The Baby Class includes all the quality components that have made Gaggia a classic name in espresso machines. The chrome-plated brass brew group, heavy 58mm commercial style portafilter, and three-way solenoid valve are practically Gaggia trademarks.

The Baby Class also has a built-in Turbo Frother to frothing and steaming easy.

Whe it call comes together it’s clear that the Gaggia Baby Class has a perfect balance of style and performance.

Product Features

  • chrome-plated 58mm brass brew group and portafilter
  • 15-bar pump
  • High-wattage boiler
  • Push-button controls

  • 60-ounce removable water tank
  • single or double shot, or two simultaneous
  • frothing steamer
  • Includes single, double, and pod filters
  • tamper and scoop
  • 10.4 by 9.6 by 15.6 inches

Is the Gaggia Baby Class all Class?

Any of the high end machines will do a decent job of heating up quickly, holding temperature, brewing quality espresso, and holding up to daily use.

The big question however is this: Pressurized Portafilter?

The Gaggia Baby Class has a pressurized portafilter.

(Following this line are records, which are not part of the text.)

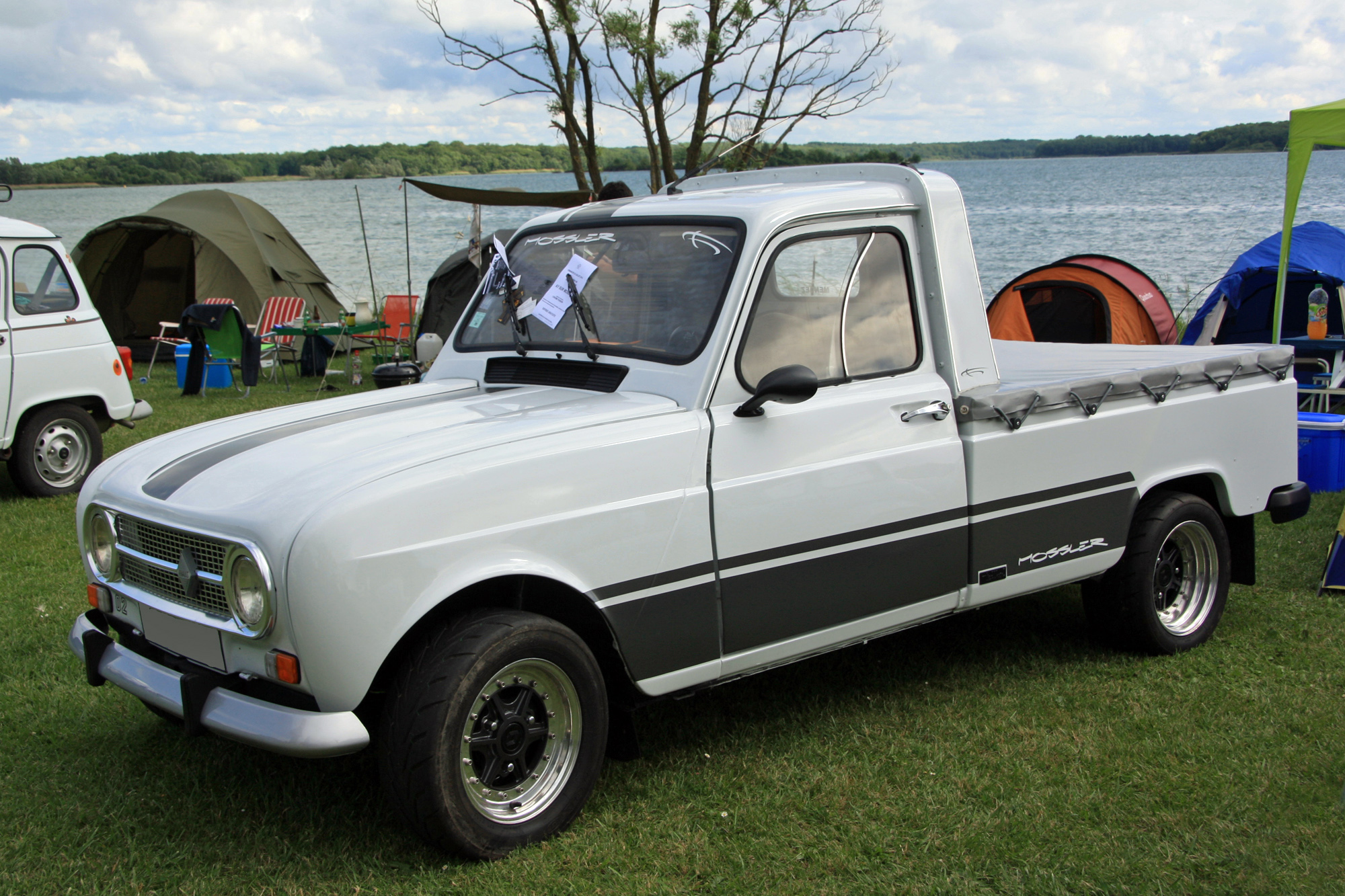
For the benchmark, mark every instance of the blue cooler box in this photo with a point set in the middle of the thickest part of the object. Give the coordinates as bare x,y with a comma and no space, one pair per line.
217,377
1321,451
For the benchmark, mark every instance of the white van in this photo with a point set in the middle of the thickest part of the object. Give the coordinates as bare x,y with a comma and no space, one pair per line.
63,382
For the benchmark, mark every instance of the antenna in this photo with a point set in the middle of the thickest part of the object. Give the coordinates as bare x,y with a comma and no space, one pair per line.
672,188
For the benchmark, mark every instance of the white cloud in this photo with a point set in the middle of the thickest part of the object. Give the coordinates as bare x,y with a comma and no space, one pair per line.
88,76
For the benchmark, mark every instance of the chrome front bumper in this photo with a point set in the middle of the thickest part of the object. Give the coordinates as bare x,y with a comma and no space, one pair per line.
282,729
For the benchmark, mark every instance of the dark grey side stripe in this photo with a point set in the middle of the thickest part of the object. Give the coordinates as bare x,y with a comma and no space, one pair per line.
844,538
169,479
1051,494
653,581
860,534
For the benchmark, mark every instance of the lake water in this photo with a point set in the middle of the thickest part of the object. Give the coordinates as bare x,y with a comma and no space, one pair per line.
1180,218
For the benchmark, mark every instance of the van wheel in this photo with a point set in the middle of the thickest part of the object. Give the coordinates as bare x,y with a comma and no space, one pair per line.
493,733
56,450
1169,589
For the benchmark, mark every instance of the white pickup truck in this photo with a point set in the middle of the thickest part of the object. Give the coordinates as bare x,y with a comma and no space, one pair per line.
766,420
63,382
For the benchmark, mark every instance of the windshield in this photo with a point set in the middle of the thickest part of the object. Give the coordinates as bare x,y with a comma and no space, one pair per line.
641,290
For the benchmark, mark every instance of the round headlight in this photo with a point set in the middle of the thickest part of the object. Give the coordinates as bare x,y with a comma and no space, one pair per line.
103,549
248,592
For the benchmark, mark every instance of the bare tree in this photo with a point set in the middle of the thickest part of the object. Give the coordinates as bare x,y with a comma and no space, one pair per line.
553,64
809,73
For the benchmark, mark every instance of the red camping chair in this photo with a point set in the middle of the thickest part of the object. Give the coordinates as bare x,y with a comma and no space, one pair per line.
276,313
165,326
397,330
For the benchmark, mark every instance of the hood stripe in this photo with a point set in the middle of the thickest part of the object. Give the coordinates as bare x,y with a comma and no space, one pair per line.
169,479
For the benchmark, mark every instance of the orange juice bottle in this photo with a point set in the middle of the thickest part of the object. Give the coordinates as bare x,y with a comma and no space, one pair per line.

This is a galvanizing feature that the purists hate, but that most people don’t even really notice or think about. On the one hand, a classic solid brass portafilter (basically the ground coffee holder and filter basket assembly) can produce the best results. When used by the most experienced barista. When properly tempered to operating temperature. But a pressurized portafilter attempts to overcome variations in coffee grinding, tamping, and temperature preparation by building pressure to a minimum level before allowing the brewed espresso to escape.

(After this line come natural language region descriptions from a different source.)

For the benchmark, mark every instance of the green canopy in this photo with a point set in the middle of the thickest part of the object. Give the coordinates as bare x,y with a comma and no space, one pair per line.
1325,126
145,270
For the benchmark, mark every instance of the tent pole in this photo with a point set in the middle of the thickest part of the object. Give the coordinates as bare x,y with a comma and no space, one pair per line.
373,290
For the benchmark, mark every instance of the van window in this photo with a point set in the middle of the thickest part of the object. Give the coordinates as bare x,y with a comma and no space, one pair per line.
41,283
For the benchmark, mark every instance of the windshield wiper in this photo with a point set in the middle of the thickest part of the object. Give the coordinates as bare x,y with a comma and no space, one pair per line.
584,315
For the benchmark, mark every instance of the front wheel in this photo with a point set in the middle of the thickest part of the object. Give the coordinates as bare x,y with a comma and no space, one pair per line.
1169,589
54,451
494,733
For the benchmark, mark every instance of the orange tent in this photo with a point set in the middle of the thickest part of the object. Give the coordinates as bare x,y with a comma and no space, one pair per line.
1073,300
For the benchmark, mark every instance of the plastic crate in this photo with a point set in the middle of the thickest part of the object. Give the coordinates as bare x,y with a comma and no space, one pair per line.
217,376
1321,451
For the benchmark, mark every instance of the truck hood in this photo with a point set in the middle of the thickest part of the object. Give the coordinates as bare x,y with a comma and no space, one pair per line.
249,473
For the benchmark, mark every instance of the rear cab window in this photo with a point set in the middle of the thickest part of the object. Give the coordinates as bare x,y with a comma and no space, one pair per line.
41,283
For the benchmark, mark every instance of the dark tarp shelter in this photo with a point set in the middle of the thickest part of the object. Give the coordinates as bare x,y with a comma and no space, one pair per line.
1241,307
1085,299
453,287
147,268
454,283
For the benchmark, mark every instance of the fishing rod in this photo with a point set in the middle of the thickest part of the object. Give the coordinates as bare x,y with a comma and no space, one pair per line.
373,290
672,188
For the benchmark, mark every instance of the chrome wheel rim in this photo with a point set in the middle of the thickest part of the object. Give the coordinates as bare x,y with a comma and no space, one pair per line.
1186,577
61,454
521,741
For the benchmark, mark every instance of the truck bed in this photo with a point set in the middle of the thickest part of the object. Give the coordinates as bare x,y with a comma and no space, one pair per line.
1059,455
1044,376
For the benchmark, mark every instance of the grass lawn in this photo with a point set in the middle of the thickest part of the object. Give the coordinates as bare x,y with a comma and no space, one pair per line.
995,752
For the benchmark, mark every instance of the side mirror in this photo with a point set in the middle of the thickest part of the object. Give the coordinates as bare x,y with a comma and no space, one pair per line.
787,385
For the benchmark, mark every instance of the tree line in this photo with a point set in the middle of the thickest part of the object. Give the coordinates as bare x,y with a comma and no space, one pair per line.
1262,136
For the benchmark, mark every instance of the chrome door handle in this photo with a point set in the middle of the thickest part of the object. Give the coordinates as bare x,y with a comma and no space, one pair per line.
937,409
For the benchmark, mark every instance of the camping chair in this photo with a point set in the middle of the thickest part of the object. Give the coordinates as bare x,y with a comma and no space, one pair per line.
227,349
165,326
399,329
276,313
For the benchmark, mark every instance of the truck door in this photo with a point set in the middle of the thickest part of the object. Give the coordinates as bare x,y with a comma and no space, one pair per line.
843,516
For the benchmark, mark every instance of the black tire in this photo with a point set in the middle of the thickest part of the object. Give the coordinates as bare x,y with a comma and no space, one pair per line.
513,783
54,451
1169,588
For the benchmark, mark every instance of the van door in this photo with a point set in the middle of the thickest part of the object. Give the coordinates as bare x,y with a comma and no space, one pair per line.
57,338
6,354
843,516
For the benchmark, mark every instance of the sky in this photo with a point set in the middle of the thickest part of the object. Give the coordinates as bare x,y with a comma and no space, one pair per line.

This has two effects. First, the filter baskets tend to clog and require cleaning, which can be a royal pain in the rear as they are tiny pinholes and are hard to clear. Second, the used espresso puck that should be dry and just tap out can be a wet soupy mess.

Here’s what I have found over the years. If the portafilter is a wet soupy mess, then your coffee is probably not ground correctly; it’s probably too coarse. And if the filter basket is clogging, then you probably either have your grind too fine, or you’re leaving the machine sit uncleaned for extended periods between uses. Figure out your grind and empty and rinse after each use, and your problem will probably be solved.

So for me, not working at the espresso machine 8 hours a day to perfect my technique, I find the pressurized portafilter to be perfectly “acceptable”. Just make sure you are ok with a pressurized portafilter before you buy one this machine (or any of theese mid level ones).

Gaggia has three machines are more or less interchangeable to me. They all do ok. They all have mostly raving reviews. They all have some bad reviews for failures. Make sure you but one that is “sold and fulfilled by Amazon” so you get good customer service at least long enough to get a working machine. Any of these are good machines.

For me, however, I’d probably pick up the Saeco Aroma espresso machine. It may be a boxier, less modern design, but it’s built durable. The Saeco design has been around for years and is proven reliable. And the Saeco let’s you adjust the brew strength (even mid pull). But that said, if you prefer the Gaggia Baby Class, I can easily recommend it as well.